Befürchten Sie, dass aufgrund von Corona weniger Azubis übernommen werden als noch vor der Pandemie?

In der Regel steht einer beruflichen Zukunft der Azubis im Ausbildungsbetrieb nichts im Wege, denn über mindestens zwei Jahre hat das Unternehmen in die jungen Kollegen sehr viel an innerbetrieblichen Ressourcen investiert, man kennt sich, man vertraut einander. Mit der Entscheidung auszubilden, will sich ein Unternehmen für die Zukunft absichern und angesichts eines leer gefegten Arbeitsmarkts eigenen Fachkräftenachwuchs heranziehen. Nur bei sehr schwerwiegenden Differenzen wird daher ein Betrieb diese Partnerschaft aufgeben.

„Jeder einzelne Azubi ist für sie eine lohnende Investition“

Haben die „Not“-Prüfungen beziehungsweise „Corona“-Abschlüsse an den Schulen (Mittel-, Realschule, Gymnasium) aufgrund der Corona-Pandemie Auswirkungen bei den Einstellungen von Azubis in diesem Jahr? Werden die Abschlusszeugnisse der SchülerInnen eine „Corona-Makel“ haben?
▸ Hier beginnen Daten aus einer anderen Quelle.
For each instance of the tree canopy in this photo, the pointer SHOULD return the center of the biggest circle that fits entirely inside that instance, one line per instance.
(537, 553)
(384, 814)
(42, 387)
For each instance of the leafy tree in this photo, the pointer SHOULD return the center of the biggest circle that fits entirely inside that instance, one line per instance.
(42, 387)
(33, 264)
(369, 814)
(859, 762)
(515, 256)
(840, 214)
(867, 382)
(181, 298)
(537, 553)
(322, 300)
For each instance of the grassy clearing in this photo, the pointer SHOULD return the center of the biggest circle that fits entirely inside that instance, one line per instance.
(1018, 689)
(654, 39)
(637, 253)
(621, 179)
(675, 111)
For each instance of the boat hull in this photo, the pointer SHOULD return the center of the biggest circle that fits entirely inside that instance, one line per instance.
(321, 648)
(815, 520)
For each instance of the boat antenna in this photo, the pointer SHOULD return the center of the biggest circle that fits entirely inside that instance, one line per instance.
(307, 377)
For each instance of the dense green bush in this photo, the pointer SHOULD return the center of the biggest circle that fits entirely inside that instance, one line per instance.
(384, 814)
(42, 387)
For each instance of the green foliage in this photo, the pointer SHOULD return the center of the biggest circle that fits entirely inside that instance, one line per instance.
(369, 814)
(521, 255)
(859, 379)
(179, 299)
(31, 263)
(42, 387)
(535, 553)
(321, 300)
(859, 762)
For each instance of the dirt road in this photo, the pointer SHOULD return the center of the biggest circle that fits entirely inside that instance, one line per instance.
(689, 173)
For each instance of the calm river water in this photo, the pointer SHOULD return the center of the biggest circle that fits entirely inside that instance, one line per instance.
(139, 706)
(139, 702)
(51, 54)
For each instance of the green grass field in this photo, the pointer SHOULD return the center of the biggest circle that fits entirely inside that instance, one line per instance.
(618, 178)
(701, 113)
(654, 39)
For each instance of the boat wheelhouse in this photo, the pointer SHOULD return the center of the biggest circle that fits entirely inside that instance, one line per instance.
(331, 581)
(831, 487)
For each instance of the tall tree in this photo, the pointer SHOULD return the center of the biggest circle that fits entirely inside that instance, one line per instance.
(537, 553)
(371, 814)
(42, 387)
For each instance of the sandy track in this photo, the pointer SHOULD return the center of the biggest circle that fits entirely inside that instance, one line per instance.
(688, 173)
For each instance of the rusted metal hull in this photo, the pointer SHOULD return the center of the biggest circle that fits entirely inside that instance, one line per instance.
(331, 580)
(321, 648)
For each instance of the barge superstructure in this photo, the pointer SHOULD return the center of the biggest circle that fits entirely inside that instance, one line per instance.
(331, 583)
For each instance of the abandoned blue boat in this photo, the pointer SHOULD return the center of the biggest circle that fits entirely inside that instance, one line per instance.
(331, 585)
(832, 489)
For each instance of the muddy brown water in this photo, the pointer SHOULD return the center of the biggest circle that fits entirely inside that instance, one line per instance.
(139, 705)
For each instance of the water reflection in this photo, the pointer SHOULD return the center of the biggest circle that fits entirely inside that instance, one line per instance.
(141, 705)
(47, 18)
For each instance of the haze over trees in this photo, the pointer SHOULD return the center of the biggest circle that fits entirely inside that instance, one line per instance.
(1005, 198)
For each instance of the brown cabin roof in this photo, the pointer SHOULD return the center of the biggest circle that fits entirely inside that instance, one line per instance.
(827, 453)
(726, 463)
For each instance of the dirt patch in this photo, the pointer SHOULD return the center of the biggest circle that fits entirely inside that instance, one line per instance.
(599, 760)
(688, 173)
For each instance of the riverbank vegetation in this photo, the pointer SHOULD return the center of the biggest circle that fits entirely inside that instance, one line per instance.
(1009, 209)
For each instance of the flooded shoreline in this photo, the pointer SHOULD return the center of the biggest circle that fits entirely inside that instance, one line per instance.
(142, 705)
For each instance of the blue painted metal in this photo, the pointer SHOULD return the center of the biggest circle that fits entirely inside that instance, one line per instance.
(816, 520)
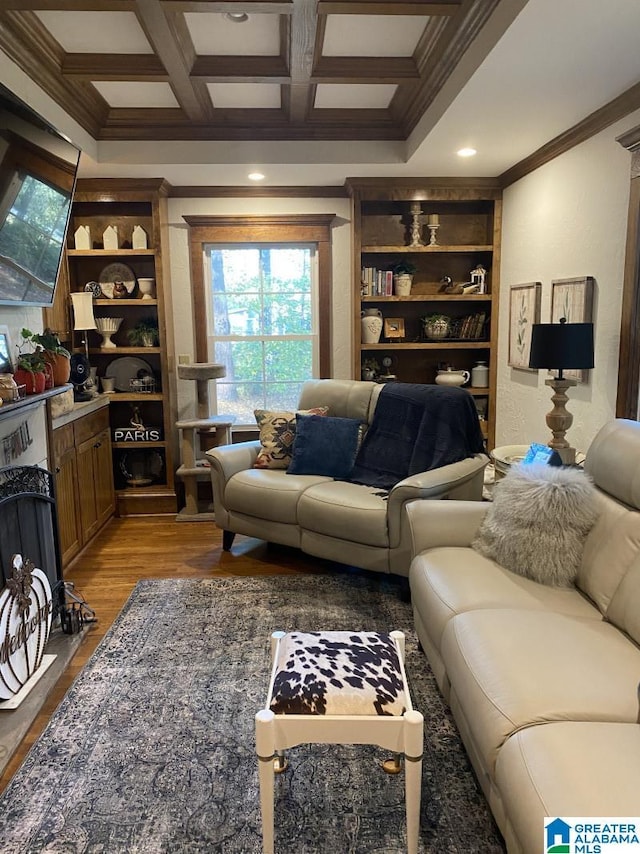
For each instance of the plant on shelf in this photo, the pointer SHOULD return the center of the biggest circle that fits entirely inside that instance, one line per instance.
(436, 326)
(31, 365)
(404, 268)
(370, 369)
(144, 333)
(403, 278)
(55, 354)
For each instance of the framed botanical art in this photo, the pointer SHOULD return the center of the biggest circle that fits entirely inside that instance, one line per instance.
(394, 327)
(524, 311)
(573, 299)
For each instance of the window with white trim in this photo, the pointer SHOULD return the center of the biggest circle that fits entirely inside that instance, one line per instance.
(262, 324)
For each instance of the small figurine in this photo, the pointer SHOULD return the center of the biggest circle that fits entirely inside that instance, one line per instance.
(478, 278)
(448, 287)
(136, 419)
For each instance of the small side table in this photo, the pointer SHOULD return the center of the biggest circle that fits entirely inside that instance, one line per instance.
(504, 457)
Auch in diesem Jahr wird sich die Qualität der Prüfungen nicht von der der Prüfungen in den Vorjahren unterscheiden. Viele Betriebe werden auch heuer händeringend nach Azubis suchen. Zur Erinnerung: 1200 Lehrstellen konnten 2020 in München nicht besetzt werden! Wie auch in den Jahren vor Corona muss bei einer Bewerbung immer das Gesamtpaket passen. Der Mensch, der hinter der Bewerbung steht, ist das Entscheidende und wiegt deutlich mehr als das Tüpfelchen aufs I. Die Bewerbungsunterlagen einschließlich der Zeugnisse werden deshalb immer auch ein persönliches Gespräch mit einem Vertreter des Ausbildungsbetriebs ergänzen. Entweder vor Ort im Betrieb oder gegebenenfalls über eine virtuelle Plattform. Auf dieses Gespräch gilt es, sich optimal vorzubereiten. Auch wenn in vielen Betrieben die Bewältigung der Coronakrise noch lange den Alltag beherrschen wird, wissen Unternehmerinnen und Unternehmer sehr genau, dass sie sich nur mit eigenem Fachkräftenachwuchs gut für die Zukunft aufstellen können. Jeder einzelne Azubi ist für sie eine lohnende Investition.

„Werdet selbst aktiv“

Praktika zu machen ist aktuell kaum möglich und auch die Berufsorientierung in den Schulen kann nicht stattfinden. Das macht die ohnehin meist nicht einfache Berufswahl gerade noch schwieriger. Wie lautet diesbezüglich ihr Rat an die Jugendlichen?

Wichtig ist es, selbst aktiv zu werden und die Initiative zu ergreifen. Wenn euch ein Betrieb oder ein Ausbildungsangebot neugierig macht, dann traut euch, fragt im Betrieb nach, nehmt Kontakt mit der Personalabteilung oder dem Ausbildungsverantwortlichen auf und sucht den Austausch! Zwar können Ausbildungsmessen, Berufsinfotage oder auch die wichtigen Schnupperpraktika nicht stattfinden, aber es gibt einige digitale Angebote zur Berufsorientierung, vor allem der Arbeitsagentur und der Landeshauptstadt. Große Unternehmen bieten häufig auch Videos auf ihren Karriereportalen an, in denen gezeigt wird, wie die Ausbildung in einem bestimmten Beruf abläuft, was der Azubi lernt, wie sein Alltag aussieht.

Wie Ausbildung funktioniert, darüber berichten auch noch bis zum Sommer die bayerischen IHK-Ausbildungsscouts in zahlreichen Webinaren. Die Scouts sind Azubis im zweiten oder dritten Ausbildungsjahr, die direkt aus ihrem Betrieb über ihre Ausbildung und ihren Beruf berichten. Normalerweise gehen sie in die Schulklassen, jetzt trifft man sie eben via Internet. Ihnen kann man während des Webinars über den Chat auch Fragen stellen. Alle Webinare sind auf https://ausbildungsscouts.bihk.de/ unter Termine abrufbar.

Ein Anfang ist gemacht“

Wenn wir einen Blick in die Zukunft wagen: Was stimmt Sie optimistisch, dass Ihre Betriebe – und mit ihnen die Azubis – trotz der Pandemie positiv in die Zukunft schauen können?

Die Infektionszahlen sinken! Wenn alle weiterhin konsequent die auferlegten Maßnahmen zum Infektionsschutz umsetzen und diese im Alltag berücksichtigen, egal ob im privaten, schulischen oder beruflichen Bereich, dann werden sie weiter sinken. Darüber hinaus kommen wir in Bayern auch mit den Impfungen voran, zwar in kleinen Schritten, aber ein Anfang ist gemacht.